Nota-se, de cara, que o texto do dispositivo absorveu um elemento comum do crime de estupro, ou seja, também colocou em sua redação a prática da conjunção carnal. Porém se estabelece que apesar desta semelhança, o crime de posse sexual mediante fraude possui algumas diferenças do crime de estupro. A saber, primeiramente, a mudança do verbo do tipo penal, pois enquanto o delito elencado no art. 213 do CP possuía a conduta de constranger, a posse sexual mediante fraude tem em seu texto o verbo “ter”. Aparentemente, tal mudança não seria muito significativa, pois a conduta do agente em ambos os crimes é

voltada para o mesmo fim (conjunção carnal). Entretanto, o fato de o verbo utilizado ser o “ter” pôs fim a uma discussão doutrinária, chegando a um consenso no tocante ao sujeito ativo do delito: caracterizando tão somente o homem como autor da conduta. Fato não ocorrido quanto ao crime de estupro, pois a denominação constranger abriu espaço para se cogitar de qualquer pessoa figurar no polo ativo da conduta criminosa, mesmo que tal entendimento não fosse considerado majoritário.

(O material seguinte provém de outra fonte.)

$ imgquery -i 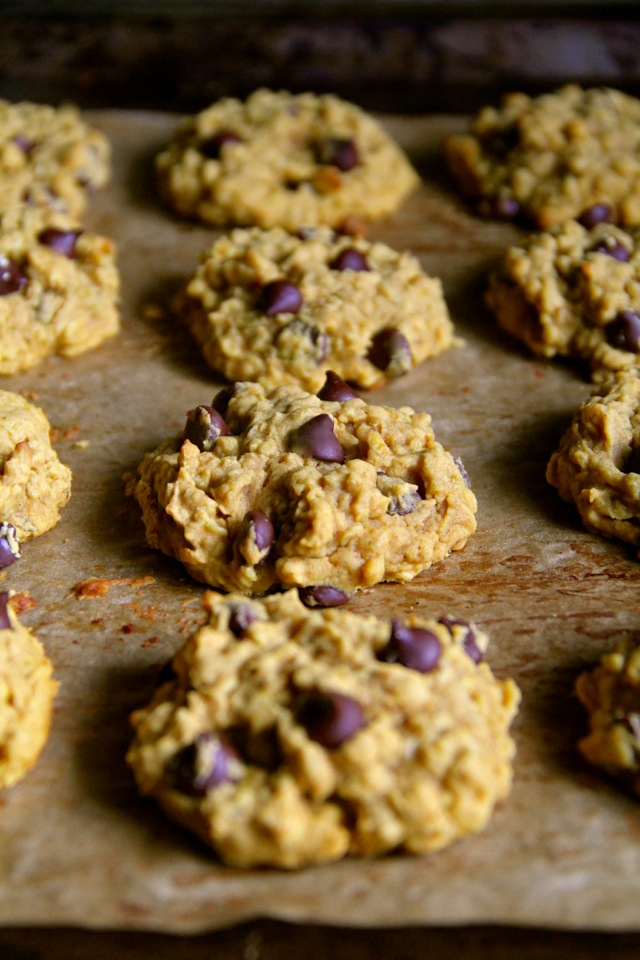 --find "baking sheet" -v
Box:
[0,111,640,933]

Em segundo, temos o meio pelo qual o autor do crime consegue obter a cópula vaginal: a fraude. E por tal palavra temos o uso de artifícios enganosos, ardis, manobras engenhosas do agente delituoso para conseguir o fim desejado com a ofendida. Posto isso, logo se percebe a diferença entre este meio e o do utilizado pelo sujeito ativo no estupro, isto é, neste o ofensor se valia da violência ou da grave ameaça, enquanto que no art. 215 do CP o delinquente se vale do erro da vítima, pois se soubesse das reais condições não cederia aos desejos do agente.

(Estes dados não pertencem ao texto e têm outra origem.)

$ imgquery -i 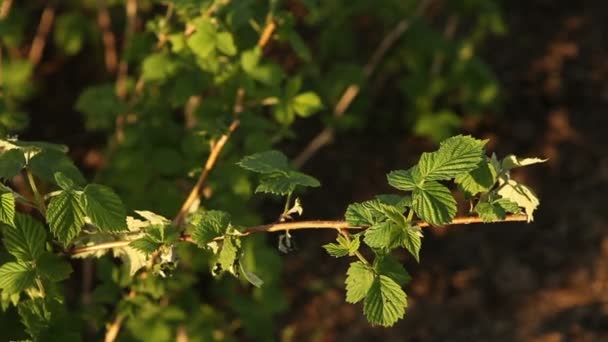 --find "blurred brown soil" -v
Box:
[283,0,608,342]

É de se notar que a Exposição de Motivos da Parte Especial do Código Penal relata a ocorrência de duas circunstâncias na qual a vítima incorreria na fraude, vale dizer na simulação de casamento e quando houvesse a substituição do marido na escuridão da alcova. Sabe-se que pela data da elaboração do Código Repressor, 1940, os hábitos sexuais não eram tão difundidos como atualmente, nem tampouco se falava nos desejos femininos. O sexo era um momento de satisfação sexual apenas masculina e/ou utilizado para a finalidade de procriação, então há de se entender a substituição do marido, por vezes que a maioria, ou todas, as relações mais íntimas eram tidas no escuro e sem maiores contatos físicos.

Para a simulação de casamento, também cabe a mesma justificativa, pois à época a regra era ter relação sexual somente após o casamento, sendo a mulher perfeitamente ludibriada pelo homem neste tocante. Sem falar na possibilidade de uma pessoa fingir ser outra seja no caso de irmãos gêmeos, ou não. Em todo caso, o importante para a configuração do delito é que a vítima estivesse viciada quanto ao consentimento de sua vontade, estando enganada com a realidade apresentada pelo delinquente.

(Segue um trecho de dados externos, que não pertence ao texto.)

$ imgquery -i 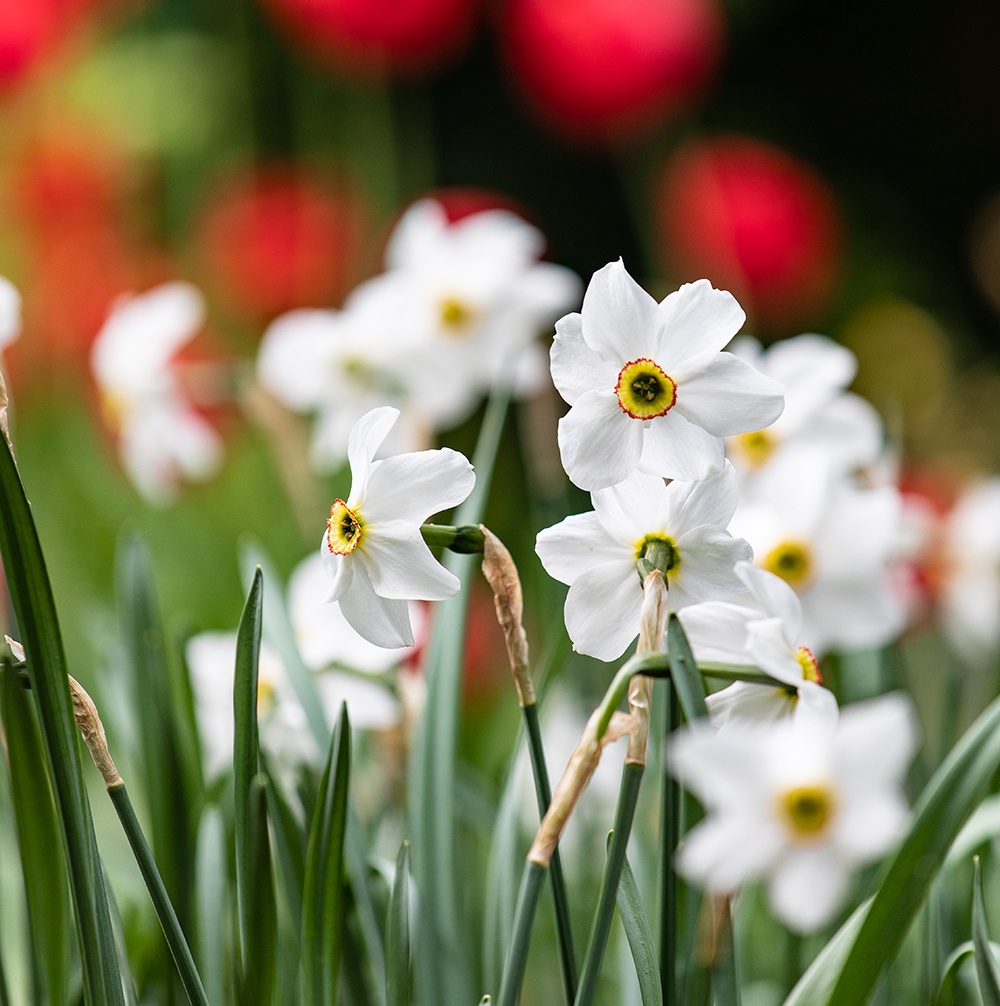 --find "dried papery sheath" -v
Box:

No que diz respeito às demais características deste crime ora em exame, muito se assemelham ao do estupro, haja vista terem o mesmo objeto material, qual seja a pessoa do

sexo feminino; a consumação ser da mesma forma, conjunção carnal – introdução peniana na vagina-; tratar-se também de crime plurissubsistente; é cometido na forma comissiva, salvo na hipótese de o garantidor, agindo com dolo, permitir que a ofendida seja enganada (omissão imprópria); da mesma forma não há na legislação previsão de modalidade culposa, sendo a única aceita o sujeito ativo que age com o dolo; além do bem juridicamente protegido ser o mesmo, quais sejam os costumes, seguindo de forma mais ampla para liberdade sexual da mulher.

Cabe, ainda, inserir a hipótese de crime impossível quando a fraude fosse considerada grosseira, tornando o meio absolutamente ineficaz. Destarte, caso a mulher realizasse a conjunção carnal com o agente por este meio de enganação, não haveria crime, visto que o modo grosseiro não seria capaz de ludibriar a vítima, porém, deve-se sempre levar em conta o caso concreto.

Por fim, o mencionado artigo, 215 do CP, sofreu uma nova alteração em virtude da vigência da Lei Federal 12.015, de 7 de agosto de 2009 repousando no mesmo artigo, porém com a nomenclatura de violência sexual mediante fraude, oriunda da junção das antigas redações do art. 215 e do art. 216, este agora revogado.